Hugo Directory Structure
Config File
Hugo uses either toml or yaml. The theme I’m using and the tools I used to export and create started me in toml, so I use toml I deleted the “hugo.toml” and instead use the “config.toml”. This is the file for my theme and other themes will have different config files and locations.
General Directories
When you make a new hugo project you’ll have several directories inside of that directory. Here is a brief description of them:
Folder | Description |
---|---|
archteypes | contains default settings for new pages if hugo creates them. I manually create pages so this is not relevant to me. |
content | Where your main content goes. Your somefile.md files here and contain markdown. Hugo will use these to render your static site based on the template. |
layouts | Contains 2 folders, partials and short codes. This overrides the template you’re using. |
>layouts/partials | This folder will have html files with html extension and overrides your theme files in the location that exist in the themes folder. These take precedence. |
>layouts/shortcodes | Shortcodes are blocks of code excuted by some type of shortcode in your markdown. ie: ads, menus, etc. |
public | this is the “build” or statically generated site created by running “hugo” without any paramemters. This is the folder you upload to your server. |
static | Files such as images, js, css. It’s accessed by going to /somefile.ext isntead of /static/somefile.ext |
themes | Your theme files, in a folder for each theme you have. You can easily see new themes without affecting your data. Do not edit these files, use partials instead. |
_index.md vs index.markdown
This determines which template exactly is used and if it shows up in the menu on the left (at least for my template).

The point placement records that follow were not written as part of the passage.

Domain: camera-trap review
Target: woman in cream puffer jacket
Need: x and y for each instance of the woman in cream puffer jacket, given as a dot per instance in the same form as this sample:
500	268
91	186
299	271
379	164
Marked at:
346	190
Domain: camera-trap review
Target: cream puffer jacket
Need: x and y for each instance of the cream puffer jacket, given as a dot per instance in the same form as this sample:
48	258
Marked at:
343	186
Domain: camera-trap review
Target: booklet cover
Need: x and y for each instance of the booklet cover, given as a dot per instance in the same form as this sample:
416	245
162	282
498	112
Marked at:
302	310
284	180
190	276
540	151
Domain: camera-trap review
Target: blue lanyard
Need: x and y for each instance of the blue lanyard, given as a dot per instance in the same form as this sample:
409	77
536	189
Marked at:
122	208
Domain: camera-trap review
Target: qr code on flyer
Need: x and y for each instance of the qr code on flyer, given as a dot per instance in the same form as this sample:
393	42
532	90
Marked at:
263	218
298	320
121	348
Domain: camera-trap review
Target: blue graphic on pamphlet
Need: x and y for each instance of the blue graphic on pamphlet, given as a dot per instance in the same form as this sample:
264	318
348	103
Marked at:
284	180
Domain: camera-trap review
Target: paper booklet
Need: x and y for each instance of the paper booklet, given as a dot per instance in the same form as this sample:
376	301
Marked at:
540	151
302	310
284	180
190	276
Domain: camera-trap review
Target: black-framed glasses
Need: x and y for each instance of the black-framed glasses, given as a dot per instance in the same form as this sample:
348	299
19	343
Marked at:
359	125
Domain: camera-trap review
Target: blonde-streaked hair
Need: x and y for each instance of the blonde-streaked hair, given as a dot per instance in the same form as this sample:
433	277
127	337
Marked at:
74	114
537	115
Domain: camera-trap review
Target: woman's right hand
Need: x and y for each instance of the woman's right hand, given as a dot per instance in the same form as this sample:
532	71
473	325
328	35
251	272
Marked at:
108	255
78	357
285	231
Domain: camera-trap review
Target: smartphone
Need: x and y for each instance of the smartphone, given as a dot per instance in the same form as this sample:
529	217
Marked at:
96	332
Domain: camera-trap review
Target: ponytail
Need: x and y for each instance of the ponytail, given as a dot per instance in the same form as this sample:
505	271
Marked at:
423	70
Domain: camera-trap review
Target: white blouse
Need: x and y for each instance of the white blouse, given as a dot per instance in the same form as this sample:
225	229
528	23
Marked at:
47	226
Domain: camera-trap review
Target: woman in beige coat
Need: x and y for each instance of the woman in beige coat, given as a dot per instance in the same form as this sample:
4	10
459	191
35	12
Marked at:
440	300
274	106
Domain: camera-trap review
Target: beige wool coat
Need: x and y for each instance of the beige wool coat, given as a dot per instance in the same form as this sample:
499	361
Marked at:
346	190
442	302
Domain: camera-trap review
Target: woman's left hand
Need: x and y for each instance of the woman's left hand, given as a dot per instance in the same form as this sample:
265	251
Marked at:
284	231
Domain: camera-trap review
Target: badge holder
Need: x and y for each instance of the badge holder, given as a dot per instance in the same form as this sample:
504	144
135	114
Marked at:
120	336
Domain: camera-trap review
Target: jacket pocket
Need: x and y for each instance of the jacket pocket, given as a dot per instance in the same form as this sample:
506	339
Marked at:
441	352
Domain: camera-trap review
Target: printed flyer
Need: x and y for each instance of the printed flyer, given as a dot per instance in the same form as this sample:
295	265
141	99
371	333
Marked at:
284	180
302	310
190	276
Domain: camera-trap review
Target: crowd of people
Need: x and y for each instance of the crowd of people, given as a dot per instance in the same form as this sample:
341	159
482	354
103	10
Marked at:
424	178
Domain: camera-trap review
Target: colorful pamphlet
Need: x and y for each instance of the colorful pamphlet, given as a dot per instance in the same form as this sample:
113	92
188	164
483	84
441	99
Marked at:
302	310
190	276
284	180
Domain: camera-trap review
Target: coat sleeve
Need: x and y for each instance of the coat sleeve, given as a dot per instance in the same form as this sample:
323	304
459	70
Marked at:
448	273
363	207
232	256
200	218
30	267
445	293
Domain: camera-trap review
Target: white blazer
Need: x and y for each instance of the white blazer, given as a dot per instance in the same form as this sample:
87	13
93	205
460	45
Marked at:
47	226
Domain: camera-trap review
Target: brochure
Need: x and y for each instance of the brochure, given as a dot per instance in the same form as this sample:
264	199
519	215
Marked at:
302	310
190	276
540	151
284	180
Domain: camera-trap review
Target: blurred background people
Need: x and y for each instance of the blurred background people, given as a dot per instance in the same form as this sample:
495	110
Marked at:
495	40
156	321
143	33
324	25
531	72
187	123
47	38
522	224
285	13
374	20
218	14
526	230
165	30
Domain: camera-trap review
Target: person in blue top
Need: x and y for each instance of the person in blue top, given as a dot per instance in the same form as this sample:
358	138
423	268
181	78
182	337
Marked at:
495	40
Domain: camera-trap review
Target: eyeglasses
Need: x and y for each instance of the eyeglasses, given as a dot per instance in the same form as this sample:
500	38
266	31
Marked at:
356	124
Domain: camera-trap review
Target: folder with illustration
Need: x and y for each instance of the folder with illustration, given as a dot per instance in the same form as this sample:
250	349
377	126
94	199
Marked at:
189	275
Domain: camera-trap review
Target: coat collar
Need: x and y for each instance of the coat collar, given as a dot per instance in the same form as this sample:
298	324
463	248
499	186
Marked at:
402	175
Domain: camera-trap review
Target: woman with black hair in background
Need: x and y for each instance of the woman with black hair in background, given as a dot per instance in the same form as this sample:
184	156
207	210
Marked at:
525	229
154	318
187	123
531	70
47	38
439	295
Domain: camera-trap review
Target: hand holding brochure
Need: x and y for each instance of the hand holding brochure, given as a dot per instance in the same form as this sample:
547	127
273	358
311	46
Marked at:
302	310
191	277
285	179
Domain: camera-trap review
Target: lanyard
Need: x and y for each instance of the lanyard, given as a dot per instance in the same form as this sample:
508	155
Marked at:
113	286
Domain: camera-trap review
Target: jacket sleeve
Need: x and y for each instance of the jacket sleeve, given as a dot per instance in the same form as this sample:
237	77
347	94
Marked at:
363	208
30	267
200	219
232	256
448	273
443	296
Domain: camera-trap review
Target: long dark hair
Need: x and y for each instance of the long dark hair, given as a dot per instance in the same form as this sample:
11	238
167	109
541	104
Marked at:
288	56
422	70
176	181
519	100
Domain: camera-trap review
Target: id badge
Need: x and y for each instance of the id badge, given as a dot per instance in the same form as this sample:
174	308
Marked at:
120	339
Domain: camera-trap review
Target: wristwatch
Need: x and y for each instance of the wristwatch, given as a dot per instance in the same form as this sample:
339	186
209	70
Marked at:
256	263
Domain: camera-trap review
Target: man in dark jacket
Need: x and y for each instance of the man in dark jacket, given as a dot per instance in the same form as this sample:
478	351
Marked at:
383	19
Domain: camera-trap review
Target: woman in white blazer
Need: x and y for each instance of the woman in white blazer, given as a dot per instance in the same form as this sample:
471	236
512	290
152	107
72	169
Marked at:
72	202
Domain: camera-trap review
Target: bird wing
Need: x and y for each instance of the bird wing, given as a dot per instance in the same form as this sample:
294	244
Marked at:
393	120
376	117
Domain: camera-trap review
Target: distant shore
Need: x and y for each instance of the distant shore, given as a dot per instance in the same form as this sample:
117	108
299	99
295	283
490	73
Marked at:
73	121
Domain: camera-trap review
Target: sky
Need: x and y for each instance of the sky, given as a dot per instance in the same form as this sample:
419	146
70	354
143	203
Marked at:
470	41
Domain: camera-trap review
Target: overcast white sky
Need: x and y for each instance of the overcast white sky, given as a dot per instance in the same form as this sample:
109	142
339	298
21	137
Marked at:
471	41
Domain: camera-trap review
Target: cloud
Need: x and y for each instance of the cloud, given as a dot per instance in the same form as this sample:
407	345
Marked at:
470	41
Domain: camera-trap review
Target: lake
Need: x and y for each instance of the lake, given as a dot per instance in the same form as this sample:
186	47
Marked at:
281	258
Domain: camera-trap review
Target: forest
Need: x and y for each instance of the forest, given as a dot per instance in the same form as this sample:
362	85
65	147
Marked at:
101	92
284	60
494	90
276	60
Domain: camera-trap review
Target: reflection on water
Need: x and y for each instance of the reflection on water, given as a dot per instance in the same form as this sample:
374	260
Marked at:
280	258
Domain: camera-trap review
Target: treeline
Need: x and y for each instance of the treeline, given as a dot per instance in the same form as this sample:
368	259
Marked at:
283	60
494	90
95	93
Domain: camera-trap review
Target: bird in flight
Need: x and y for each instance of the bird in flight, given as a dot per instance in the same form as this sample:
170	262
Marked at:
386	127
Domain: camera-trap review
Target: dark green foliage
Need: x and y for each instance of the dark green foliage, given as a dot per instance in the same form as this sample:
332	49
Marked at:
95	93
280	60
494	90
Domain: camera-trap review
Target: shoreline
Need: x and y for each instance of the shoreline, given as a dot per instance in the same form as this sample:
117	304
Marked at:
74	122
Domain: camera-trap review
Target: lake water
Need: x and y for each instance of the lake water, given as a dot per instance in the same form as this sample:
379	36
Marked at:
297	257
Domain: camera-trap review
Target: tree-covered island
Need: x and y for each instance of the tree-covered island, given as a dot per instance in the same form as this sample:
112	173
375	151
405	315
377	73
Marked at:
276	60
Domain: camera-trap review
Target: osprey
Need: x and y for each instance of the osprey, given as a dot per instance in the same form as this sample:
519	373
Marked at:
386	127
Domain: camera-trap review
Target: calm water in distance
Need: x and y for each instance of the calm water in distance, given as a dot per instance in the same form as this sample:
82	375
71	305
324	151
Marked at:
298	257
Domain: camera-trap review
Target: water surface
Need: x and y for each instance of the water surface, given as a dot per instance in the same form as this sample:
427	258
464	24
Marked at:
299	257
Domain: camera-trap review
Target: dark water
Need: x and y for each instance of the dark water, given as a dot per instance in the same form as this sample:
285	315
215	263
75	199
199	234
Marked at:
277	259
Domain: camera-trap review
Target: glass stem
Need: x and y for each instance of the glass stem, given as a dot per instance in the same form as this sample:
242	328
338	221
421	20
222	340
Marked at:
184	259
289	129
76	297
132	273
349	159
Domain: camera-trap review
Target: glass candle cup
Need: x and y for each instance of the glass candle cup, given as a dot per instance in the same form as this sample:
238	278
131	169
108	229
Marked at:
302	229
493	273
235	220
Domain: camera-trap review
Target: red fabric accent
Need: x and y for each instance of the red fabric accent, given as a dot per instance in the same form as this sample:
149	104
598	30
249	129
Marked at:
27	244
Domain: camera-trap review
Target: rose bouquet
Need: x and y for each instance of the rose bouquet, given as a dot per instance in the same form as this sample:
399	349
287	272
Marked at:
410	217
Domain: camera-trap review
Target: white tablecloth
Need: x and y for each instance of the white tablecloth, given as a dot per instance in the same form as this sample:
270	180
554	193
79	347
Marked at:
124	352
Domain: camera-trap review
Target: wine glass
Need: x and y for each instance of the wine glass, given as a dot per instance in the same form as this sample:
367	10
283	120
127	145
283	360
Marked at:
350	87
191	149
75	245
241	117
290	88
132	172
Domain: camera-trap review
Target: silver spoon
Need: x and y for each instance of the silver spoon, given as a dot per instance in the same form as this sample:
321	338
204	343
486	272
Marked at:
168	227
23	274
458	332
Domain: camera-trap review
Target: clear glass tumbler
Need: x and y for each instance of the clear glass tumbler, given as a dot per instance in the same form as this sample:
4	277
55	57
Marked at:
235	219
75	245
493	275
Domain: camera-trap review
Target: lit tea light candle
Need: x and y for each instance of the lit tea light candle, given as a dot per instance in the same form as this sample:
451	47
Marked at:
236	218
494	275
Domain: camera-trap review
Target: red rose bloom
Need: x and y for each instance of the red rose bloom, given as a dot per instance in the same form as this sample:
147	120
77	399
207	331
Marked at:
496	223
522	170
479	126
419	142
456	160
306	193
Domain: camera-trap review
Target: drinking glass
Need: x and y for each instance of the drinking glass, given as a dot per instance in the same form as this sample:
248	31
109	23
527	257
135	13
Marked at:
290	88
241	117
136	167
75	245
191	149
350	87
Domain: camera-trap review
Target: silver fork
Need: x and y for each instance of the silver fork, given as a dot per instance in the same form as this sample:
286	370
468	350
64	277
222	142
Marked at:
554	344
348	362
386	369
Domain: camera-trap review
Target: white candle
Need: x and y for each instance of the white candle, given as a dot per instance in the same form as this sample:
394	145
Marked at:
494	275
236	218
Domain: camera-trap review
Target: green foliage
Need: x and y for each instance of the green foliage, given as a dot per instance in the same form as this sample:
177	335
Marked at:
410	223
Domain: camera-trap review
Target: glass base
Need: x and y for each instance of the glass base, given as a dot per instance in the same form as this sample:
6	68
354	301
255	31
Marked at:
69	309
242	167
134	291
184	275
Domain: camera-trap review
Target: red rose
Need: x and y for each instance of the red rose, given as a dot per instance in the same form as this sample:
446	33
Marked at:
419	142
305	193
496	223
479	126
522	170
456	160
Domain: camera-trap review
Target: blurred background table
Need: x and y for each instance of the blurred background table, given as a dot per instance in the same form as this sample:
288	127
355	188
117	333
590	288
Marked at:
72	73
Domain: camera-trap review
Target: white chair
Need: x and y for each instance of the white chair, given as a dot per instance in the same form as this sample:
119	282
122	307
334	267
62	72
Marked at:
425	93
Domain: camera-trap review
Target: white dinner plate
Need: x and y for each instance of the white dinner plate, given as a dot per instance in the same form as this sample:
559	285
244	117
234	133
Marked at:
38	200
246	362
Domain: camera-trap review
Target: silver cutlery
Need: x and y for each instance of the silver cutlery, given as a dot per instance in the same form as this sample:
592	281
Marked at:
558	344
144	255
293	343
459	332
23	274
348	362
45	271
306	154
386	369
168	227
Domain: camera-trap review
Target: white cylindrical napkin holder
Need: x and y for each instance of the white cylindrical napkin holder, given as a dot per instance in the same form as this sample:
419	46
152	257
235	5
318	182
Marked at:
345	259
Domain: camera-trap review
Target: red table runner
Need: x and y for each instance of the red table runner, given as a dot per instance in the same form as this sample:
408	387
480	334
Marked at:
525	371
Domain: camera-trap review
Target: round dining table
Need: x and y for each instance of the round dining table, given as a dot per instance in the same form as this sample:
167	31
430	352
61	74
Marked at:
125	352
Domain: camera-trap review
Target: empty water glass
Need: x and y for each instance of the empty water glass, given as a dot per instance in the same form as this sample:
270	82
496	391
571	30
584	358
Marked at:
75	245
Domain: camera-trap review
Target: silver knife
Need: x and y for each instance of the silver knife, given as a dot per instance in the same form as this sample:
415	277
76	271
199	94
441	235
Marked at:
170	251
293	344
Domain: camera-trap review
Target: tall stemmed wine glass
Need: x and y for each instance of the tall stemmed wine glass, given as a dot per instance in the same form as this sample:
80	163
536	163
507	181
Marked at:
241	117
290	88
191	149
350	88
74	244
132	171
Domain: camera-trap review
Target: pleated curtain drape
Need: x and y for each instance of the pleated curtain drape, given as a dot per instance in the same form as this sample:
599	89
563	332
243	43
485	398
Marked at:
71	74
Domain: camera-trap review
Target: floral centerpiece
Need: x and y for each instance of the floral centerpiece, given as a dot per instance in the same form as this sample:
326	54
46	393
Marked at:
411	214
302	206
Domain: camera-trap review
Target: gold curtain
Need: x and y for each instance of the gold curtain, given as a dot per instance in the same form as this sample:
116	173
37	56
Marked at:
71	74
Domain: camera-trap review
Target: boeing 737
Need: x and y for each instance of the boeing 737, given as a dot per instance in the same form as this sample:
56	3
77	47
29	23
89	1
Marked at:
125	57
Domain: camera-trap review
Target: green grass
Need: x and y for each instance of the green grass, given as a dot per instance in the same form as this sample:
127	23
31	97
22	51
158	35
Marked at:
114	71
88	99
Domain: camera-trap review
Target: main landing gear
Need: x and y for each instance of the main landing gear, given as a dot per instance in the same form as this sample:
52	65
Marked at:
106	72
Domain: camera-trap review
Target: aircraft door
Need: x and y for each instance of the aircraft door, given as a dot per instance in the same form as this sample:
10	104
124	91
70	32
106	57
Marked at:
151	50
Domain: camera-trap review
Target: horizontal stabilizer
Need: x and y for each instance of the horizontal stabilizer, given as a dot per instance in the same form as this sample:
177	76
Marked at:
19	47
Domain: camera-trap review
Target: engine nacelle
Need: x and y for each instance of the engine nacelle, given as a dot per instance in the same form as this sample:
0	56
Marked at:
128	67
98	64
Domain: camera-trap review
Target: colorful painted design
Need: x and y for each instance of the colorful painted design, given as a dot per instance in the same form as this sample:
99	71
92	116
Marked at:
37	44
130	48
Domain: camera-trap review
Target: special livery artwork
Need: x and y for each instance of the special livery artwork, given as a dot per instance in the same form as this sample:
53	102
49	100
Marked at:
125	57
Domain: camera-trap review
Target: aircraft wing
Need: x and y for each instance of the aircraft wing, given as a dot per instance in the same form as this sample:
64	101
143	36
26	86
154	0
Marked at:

I could not get menus to work at all unless the folder existed, and there was content in that folder, such as the _index.md file.
(I have not yet determined exactly how these are used, but all of my folders have _index.md in them, with a shortcode that adds all of the files in that folder to a list like an auto index.
Top Level Pages
WordPress uses “pages” and “posts” concept. Many hugo themes try to work with this structure, but it would appear these mean nothing to Hugo. I deleted everything in the content folder and created my own folders. For top level pages I just create them with the name of the page.md such as about.md, contact.md, etc.
Content
Content is where your “content” goes. I create a folder for each “category” and then place markdown files in them. I do not place images in content, but that is possible too.
You can see the structure of my file system and the pages.
Summary
Most of your work will be done in the “content” folder, and “static” folder. You might ocassionally modify a file in the “layouts” directory too. Do not edit files in the “themes” directory, instead use layouts/partials.
When you generate your site using the “hugo” command, you will upload all of the “public” folder to your server.